The system of courts that interprets and applies the law is collectively known as the judiciary. The place where a court sits is known as a venue. The room where court proceedings occur is known as a courtroom, and the building as a courthouse; court facilities range from simple and very small facilities in rural communities to large buildings in cities.
The practical authority given to the court is known as its jurisdiction (Latin jus dicere) ĘC the court's power to decide certain kinds of questions or petitions put to it. According to William Blackstone's Commentaries on the Laws of England, a court is constituted by a minimum of three parties: the actor or plaintiff, who complains of an injury done; the reus or defendant, who is called upon to make satisfaction for it, and the judex or judicial power, which is to examine the truth of the fact, to determine the law arising upon that fact, and, if any injury appears to have been done, to ascertain and by its officers to apply a legal remedy. It is also usual in the superior courts to have attorneys, and advocates or counsel, as assistants,2 though, often, courts consist of additional attorneys, bailiffs, reporters, and perhaps a jury.
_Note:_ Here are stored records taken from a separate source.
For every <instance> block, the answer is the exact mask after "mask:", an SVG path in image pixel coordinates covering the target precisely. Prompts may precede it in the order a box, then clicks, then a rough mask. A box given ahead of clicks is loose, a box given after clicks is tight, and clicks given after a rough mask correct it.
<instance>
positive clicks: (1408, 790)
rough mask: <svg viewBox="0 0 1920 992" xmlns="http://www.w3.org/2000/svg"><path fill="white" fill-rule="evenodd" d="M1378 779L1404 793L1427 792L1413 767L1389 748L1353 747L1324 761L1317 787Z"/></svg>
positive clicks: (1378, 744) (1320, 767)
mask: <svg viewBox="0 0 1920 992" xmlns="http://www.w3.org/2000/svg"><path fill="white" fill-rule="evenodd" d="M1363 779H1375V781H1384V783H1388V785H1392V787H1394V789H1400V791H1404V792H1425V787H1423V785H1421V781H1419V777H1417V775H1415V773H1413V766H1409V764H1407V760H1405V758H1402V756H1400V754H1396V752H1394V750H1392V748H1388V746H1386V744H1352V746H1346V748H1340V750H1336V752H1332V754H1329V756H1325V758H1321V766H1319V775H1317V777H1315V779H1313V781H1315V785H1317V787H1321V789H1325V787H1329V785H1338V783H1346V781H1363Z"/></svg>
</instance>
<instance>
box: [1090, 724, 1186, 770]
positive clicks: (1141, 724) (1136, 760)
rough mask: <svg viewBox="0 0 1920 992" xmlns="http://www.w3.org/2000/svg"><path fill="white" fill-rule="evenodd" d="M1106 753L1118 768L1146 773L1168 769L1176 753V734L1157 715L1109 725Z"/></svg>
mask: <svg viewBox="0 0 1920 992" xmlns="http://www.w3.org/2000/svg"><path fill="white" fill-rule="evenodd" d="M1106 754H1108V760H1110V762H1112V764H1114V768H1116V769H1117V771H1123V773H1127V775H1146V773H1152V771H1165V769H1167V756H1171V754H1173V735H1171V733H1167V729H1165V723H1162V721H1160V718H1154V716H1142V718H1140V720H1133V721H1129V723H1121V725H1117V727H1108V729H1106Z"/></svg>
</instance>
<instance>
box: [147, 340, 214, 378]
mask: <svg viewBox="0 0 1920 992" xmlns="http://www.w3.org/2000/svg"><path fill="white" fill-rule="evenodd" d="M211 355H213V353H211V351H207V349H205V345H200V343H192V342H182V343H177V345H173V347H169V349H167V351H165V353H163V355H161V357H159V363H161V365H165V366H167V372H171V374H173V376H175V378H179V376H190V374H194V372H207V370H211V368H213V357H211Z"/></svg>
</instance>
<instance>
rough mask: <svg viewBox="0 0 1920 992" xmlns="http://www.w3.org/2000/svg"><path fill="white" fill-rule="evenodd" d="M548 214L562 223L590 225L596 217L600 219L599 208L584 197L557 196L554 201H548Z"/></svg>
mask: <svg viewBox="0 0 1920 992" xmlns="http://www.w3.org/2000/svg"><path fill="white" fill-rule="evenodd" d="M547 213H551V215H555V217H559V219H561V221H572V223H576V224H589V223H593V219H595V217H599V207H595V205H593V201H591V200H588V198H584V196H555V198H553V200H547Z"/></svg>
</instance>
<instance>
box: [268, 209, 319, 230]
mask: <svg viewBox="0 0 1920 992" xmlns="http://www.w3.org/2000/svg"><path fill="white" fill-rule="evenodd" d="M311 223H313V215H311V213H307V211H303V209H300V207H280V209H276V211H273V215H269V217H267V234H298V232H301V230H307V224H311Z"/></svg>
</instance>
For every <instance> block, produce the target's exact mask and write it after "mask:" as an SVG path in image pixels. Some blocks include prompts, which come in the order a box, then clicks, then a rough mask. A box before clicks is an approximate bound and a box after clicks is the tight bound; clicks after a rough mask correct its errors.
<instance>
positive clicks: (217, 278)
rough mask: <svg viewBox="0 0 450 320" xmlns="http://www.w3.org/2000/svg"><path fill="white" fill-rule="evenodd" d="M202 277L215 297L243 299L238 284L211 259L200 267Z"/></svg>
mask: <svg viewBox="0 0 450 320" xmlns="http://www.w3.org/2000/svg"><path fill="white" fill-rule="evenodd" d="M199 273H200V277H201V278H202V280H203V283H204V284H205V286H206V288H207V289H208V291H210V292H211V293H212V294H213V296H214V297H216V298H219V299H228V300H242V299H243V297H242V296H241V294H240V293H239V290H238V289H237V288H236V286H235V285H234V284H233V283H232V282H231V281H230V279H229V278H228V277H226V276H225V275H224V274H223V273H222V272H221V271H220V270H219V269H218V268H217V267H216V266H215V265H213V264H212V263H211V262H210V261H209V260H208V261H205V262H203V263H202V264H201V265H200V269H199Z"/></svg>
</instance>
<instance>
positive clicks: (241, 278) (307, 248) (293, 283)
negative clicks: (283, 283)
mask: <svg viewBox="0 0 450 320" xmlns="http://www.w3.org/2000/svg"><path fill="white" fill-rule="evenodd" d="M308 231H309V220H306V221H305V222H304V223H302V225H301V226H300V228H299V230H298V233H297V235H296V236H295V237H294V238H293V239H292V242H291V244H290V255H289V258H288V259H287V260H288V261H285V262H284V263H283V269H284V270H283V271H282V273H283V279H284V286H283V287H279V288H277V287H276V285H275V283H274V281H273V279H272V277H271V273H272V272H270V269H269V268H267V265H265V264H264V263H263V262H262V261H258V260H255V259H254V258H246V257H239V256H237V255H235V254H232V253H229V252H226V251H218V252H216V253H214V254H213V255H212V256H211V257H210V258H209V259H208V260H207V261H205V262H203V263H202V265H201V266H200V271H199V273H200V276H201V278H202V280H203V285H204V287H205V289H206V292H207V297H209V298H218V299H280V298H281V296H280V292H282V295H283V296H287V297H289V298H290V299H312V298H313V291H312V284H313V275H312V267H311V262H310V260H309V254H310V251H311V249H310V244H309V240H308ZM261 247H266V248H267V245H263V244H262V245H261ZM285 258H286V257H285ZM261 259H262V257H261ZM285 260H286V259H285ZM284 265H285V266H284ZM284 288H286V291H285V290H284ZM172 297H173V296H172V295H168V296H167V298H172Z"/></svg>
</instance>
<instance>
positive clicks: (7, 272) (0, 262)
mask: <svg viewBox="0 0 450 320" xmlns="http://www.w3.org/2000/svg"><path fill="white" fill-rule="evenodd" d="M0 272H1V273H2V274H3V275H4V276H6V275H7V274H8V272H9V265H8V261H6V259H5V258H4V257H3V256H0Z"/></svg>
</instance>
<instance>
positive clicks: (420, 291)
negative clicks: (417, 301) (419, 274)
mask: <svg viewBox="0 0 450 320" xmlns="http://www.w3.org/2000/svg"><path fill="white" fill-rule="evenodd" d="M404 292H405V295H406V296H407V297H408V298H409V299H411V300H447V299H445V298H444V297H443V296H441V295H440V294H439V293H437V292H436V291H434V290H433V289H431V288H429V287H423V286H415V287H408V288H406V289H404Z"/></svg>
The term "the court" is also used to refer to the presiding officer or officials, usually one or more judges. The judge or panel of judges may also be collectively referred to as "the bench" (in contrast to attorneys and barristers, collectively referred to as "the bar"). In the United States, and other common law jurisdictions, the term "court" (in the case of U.S. federal courts) by law is used to describe the judge himself or herself.
The word cour comes from the French court, an enclosed yard, which derives from the Latin form cortem, the accusative case of cohors, which again means an enclosed yard or the occupants of such a yard. The English word court is a cognate of the Latin word hortus (meaning "garden," hence horticulture and orchard), both referring to an enclosed space.4
The meaning of a judicial assembly is first attested in the 12th century, and derives from the earlier usage to designate a sovereign and his entourage, which met to adjudicate disputes in such an enclosed yard. The verb "to court", meaning to win favor, derives from the same source since people traveled to the sovereign's court to win his favor.
Jurisdiction, means "to speak the law," is the power of a court over a person or a claim. In the United States, a court must have both personal jurisdiction and subject matter jurisdiction. Each state establishes a system of courts for the territory under its control. This system allows cases to be heard before courts or authorized individuals by granting both civil and criminal jurisdiction (in the United States, this is termed subject-matter jurisdiction). The grant of power to each type of court or individual may stem from a provision of a written constitution or from an enabling statute. A case brought before a U.S. court that does not have the authority to hear that case may be dismissed solely for lacking jurisdiction. In English law, jurisdiction may be inherent, deriving from the common law origin of the particular court.